Why LLM Caching Is Only for Input Tokens
Why prompt caching applies to inputs and not outputs in LLM APIs (Anthropic, OpenAI, Google). The asymmetry comes down to how inputs vs. outputs are computed, and what’s actually reusable across requests.
Inputs are processed in parallel; outputs are generated sequentially
When a prompt comes in, the transformer computes KV (key/value) tensors for every token in one forward pass — the prefill phase. Those KV tensors are a deterministic function of the input, so they can be stashed and reused if the same prefix shows up again.
Output generation is the decode phase: one token at a time, each step depending on the sampled previous token. Even with the same input, sampling (temperature, top-p) can produce different sequences. There’s nothing stable to cache across requests.
Inputs are reused; outputs typically aren’t
Prompt caching exists because long system prompts, RAG contexts, code repos, and document attachments get sent again and again across calls. Caching them turns expensive recomputation into a lookup.
Outputs, by contrast, are consumed once by the user and rarely sent back verbatim. Caching a 2000-token answer to reuse it would require a future request to ask for that exact answer — which almost never happens. When it does, that’s response caching at the application layer (e.g. memoizing a deterministic query), not model-level caching.

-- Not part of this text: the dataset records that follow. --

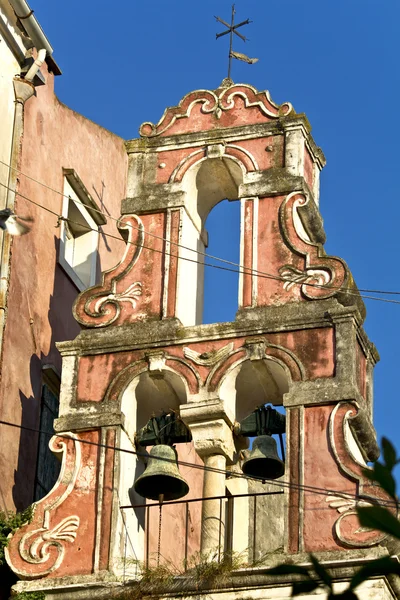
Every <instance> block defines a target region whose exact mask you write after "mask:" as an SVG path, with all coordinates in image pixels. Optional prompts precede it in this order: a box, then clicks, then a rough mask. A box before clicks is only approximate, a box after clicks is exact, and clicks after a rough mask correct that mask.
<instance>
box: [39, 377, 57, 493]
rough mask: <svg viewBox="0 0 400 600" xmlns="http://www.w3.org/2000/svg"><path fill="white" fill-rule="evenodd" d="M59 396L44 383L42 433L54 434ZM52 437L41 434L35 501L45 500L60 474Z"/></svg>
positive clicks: (41, 397)
mask: <svg viewBox="0 0 400 600" xmlns="http://www.w3.org/2000/svg"><path fill="white" fill-rule="evenodd" d="M58 412H59V394H58V393H57V390H56V389H55V388H54V387H53V386H51V385H50V384H48V383H43V386H42V397H41V406H40V425H39V429H40V431H42V432H49V433H54V425H53V423H54V419H56V418H57V417H58ZM50 439H51V438H50V436H49V435H46V434H45V433H39V440H38V455H37V463H36V477H35V491H34V501H35V502H37V501H38V500H40V499H41V498H44V496H46V494H48V493H49V491H50V490H51V489H52V488H53V487H54V485H55V483H56V481H57V479H58V475H59V473H60V462H59V461H58V460H57V458H56V457H55V456H54V454H53V453H52V452H51V450H50V448H49V441H50Z"/></svg>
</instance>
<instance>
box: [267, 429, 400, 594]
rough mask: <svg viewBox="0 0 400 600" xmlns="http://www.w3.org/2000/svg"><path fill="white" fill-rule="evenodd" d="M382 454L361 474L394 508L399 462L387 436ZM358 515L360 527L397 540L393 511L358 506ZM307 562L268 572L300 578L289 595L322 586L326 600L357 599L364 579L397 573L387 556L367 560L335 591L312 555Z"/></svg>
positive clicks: (382, 451) (365, 469)
mask: <svg viewBox="0 0 400 600" xmlns="http://www.w3.org/2000/svg"><path fill="white" fill-rule="evenodd" d="M382 456H383V461H384V462H383V463H382V462H375V463H374V466H373V468H372V469H365V470H364V475H365V477H366V478H367V479H369V480H370V481H373V482H376V483H379V485H380V486H381V488H383V489H384V490H385V492H386V493H387V494H388V495H389V496H390V497H391V498H392V499H393V500H394V502H395V506H396V508H397V507H398V501H397V496H396V481H395V479H394V477H393V474H392V471H393V469H394V467H395V466H396V465H398V464H400V459H399V458H398V457H397V453H396V450H395V448H394V447H393V446H392V444H391V443H390V442H389V440H387V439H386V438H383V439H382ZM357 515H358V518H359V521H360V524H361V525H362V526H363V527H369V528H370V529H376V530H378V531H382V532H383V533H386V534H387V535H390V536H391V537H394V538H396V539H398V540H400V522H399V521H398V519H397V517H396V516H395V515H394V514H393V512H390V511H389V510H388V509H387V508H385V507H384V506H381V505H379V506H378V505H376V506H367V507H365V506H359V507H357ZM310 561H311V565H312V566H310V567H302V566H299V565H279V566H278V567H275V568H273V569H270V570H269V573H270V574H271V575H296V576H297V577H299V576H300V577H301V578H302V579H300V580H299V581H295V582H294V583H293V585H292V597H293V596H297V595H299V594H305V593H309V592H313V591H314V590H315V589H317V588H318V587H323V588H325V589H326V590H327V592H328V600H337V599H338V600H358V597H357V595H356V593H355V592H354V590H355V589H356V588H357V587H358V586H359V585H360V584H361V583H363V582H364V581H366V580H367V579H370V578H371V577H376V576H379V575H380V576H384V575H400V565H399V563H398V562H397V561H396V560H395V559H393V558H391V557H390V556H384V557H382V558H377V559H376V560H372V561H370V562H369V563H367V564H366V565H365V566H364V567H362V568H361V569H359V570H358V571H357V572H356V573H355V574H354V575H353V577H352V579H351V580H350V583H349V586H348V588H347V589H346V590H344V591H343V592H341V593H335V592H334V591H333V589H332V586H333V582H332V578H331V576H330V574H329V573H328V572H327V570H326V569H325V567H324V566H323V565H322V564H321V563H320V562H319V561H318V560H317V559H316V557H315V556H313V555H312V554H311V555H310Z"/></svg>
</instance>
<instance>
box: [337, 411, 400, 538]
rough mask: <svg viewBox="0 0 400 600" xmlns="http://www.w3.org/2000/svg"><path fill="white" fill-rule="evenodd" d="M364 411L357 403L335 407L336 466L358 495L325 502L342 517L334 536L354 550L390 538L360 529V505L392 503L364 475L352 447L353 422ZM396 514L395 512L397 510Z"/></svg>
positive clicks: (339, 518) (374, 531)
mask: <svg viewBox="0 0 400 600" xmlns="http://www.w3.org/2000/svg"><path fill="white" fill-rule="evenodd" d="M359 410H361V409H360V408H359V407H358V406H357V404H356V403H354V402H342V403H339V404H337V405H336V406H335V408H334V409H333V411H332V413H331V416H330V420H329V441H330V446H331V450H332V452H333V455H334V457H335V460H336V463H337V465H338V467H339V469H340V471H341V472H342V473H343V475H344V476H345V477H346V478H347V479H350V480H353V481H356V482H357V496H356V497H354V498H352V497H349V496H348V495H346V494H344V495H343V496H338V495H334V494H329V495H328V496H327V497H326V502H327V503H329V505H330V506H331V507H332V508H336V510H337V511H338V512H339V514H340V516H339V518H338V519H337V520H336V522H335V525H334V527H335V533H336V536H337V538H338V539H339V540H340V542H341V543H342V544H343V545H345V546H349V547H351V548H363V547H369V546H375V545H376V544H379V543H380V542H382V541H383V540H384V539H385V538H386V537H387V536H386V535H385V534H382V533H381V532H379V531H374V530H371V529H368V528H365V527H360V523H359V521H358V517H357V510H356V509H357V506H372V505H374V504H377V503H378V502H379V501H382V500H384V501H390V498H389V496H388V495H387V494H386V493H385V492H384V490H382V488H380V487H379V486H378V485H374V484H373V483H371V482H370V481H369V480H368V479H367V478H366V477H365V476H364V474H363V470H364V469H365V468H367V467H366V465H365V464H363V463H362V462H360V461H359V460H358V459H357V457H356V456H355V455H354V452H353V451H352V448H351V447H350V444H349V431H350V424H349V422H350V420H351V419H354V418H355V417H356V415H357V413H358V411H359ZM394 512H396V511H394Z"/></svg>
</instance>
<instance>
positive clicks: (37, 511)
mask: <svg viewBox="0 0 400 600" xmlns="http://www.w3.org/2000/svg"><path fill="white" fill-rule="evenodd" d="M66 437H74V438H76V437H77V436H76V435H74V436H73V434H72V433H65V434H63V438H59V437H58V436H54V437H53V438H52V439H51V440H50V444H49V446H50V449H51V450H52V452H54V453H55V454H63V455H64V457H63V463H62V467H61V472H60V475H59V478H58V481H57V483H56V485H55V487H54V488H53V490H51V492H49V494H47V496H45V497H44V498H43V499H42V500H40V501H39V502H37V503H35V504H34V515H33V519H32V522H31V523H27V524H25V525H23V526H22V527H21V528H20V529H19V530H18V531H17V532H16V533H15V534H14V535H13V536H12V537H11V539H10V542H9V544H8V547H7V548H5V554H6V560H7V562H8V564H9V565H10V567H11V569H12V570H13V571H14V573H16V574H17V575H18V576H19V577H20V578H22V579H37V578H39V577H44V576H46V575H50V574H51V573H53V572H54V571H56V570H57V569H58V568H59V567H60V565H61V563H62V562H63V560H64V557H65V554H66V552H67V546H66V543H70V544H71V543H73V542H74V541H75V538H76V535H77V531H78V528H79V524H80V519H79V517H78V516H76V515H70V516H67V517H64V518H61V519H58V518H57V514H56V509H57V508H58V507H60V506H61V505H62V504H63V502H64V501H65V500H66V499H67V497H68V496H69V495H70V494H71V492H72V490H73V489H74V487H75V483H76V479H77V476H78V472H79V469H80V466H81V448H80V443H79V441H78V440H76V439H74V440H65V438H66Z"/></svg>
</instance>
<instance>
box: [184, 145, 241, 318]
mask: <svg viewBox="0 0 400 600" xmlns="http://www.w3.org/2000/svg"><path fill="white" fill-rule="evenodd" d="M245 174H246V170H245V167H244V166H243V164H242V163H241V162H240V161H239V160H238V159H237V158H235V157H230V156H228V155H223V156H221V157H218V158H209V157H207V158H203V159H201V160H199V161H198V162H197V163H195V164H194V165H193V166H191V167H190V168H189V169H188V170H187V172H186V173H185V175H184V177H183V180H182V187H183V189H184V191H185V192H186V201H185V205H186V208H187V210H186V211H184V212H183V216H182V231H181V241H180V243H181V247H180V248H179V256H180V258H181V259H182V260H179V261H178V286H177V289H178V293H177V317H178V318H179V319H180V320H181V321H182V323H183V324H184V325H197V324H200V323H201V322H202V313H203V294H204V265H203V264H202V263H204V260H203V258H202V253H204V252H205V251H206V249H207V245H208V234H207V232H206V230H205V222H206V219H207V216H208V215H209V213H210V211H211V210H212V209H213V208H214V207H215V206H216V205H217V204H218V203H219V202H221V201H222V200H225V199H228V200H238V199H239V186H240V185H241V184H242V183H243V179H244V176H245ZM221 232H222V233H223V223H221ZM182 246H185V248H182ZM188 249H192V250H194V251H195V252H197V253H198V254H197V255H196V254H195V253H194V252H191V251H190V250H188ZM185 258H186V259H189V260H185ZM193 260H195V261H196V260H197V261H198V262H199V263H200V264H197V263H196V262H193Z"/></svg>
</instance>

But outputs DO get cached — just on the next turn
In a multi-turn conversation, yesterday’s assistant message becomes part of today’s input. At that point, the provider’s prompt cache will reuse those tokens.
So there isn’t really a “no caching for outputs” rule. It’s more that output tokens only become cacheable once they’ve transitioned into being input tokens for a subsequent call. Anthropic, OpenAI, and Google all do this implicitly when you replay a conversation.
The KV cache during decode is a separate thing
Inside a single generation, each newly produced token’s KV vectors get appended to a running cache so the next token doesn’t have to re-attend over the whole sequence from scratch. That’s a within-request optimization and is universal.
It’s not what people mean by “prompt caching.” The cross-request prompt cache that providers charge a discount for is specifically about the prefill phase being skippable.
Pricing reflects the compute asymmetry
- Output tokens cost more than input tokens (often 4–5×) because each one requires a full forward pass through the model with no parallelism.
- Cached input tokens cost even less than uncached input — you’re skipping the prefill compute entirely and just loading tensors.
- There’s no equivalent shortcut for output generation. You can’t “skip” producing a token you haven’t produced yet.
TL;DR
| Input | Output | |
|---|---|---|
| Computation | Parallel prefill | Sequential decode |
| Determinism | Deterministic given input | Stochastic (sampling) |
| Reuse pattern | Same prompts sent repeatedly | Generated once, rarely resent |
| Cacheable across requests? | Yes | Not until it becomes input on the next turn |
Inputs are deterministic, parallelizable, and frequently reused — perfect cache candidates. Outputs are sequential, stochastic, and consumed once. The moment they’re not consumed once, they’ve become inputs anyway.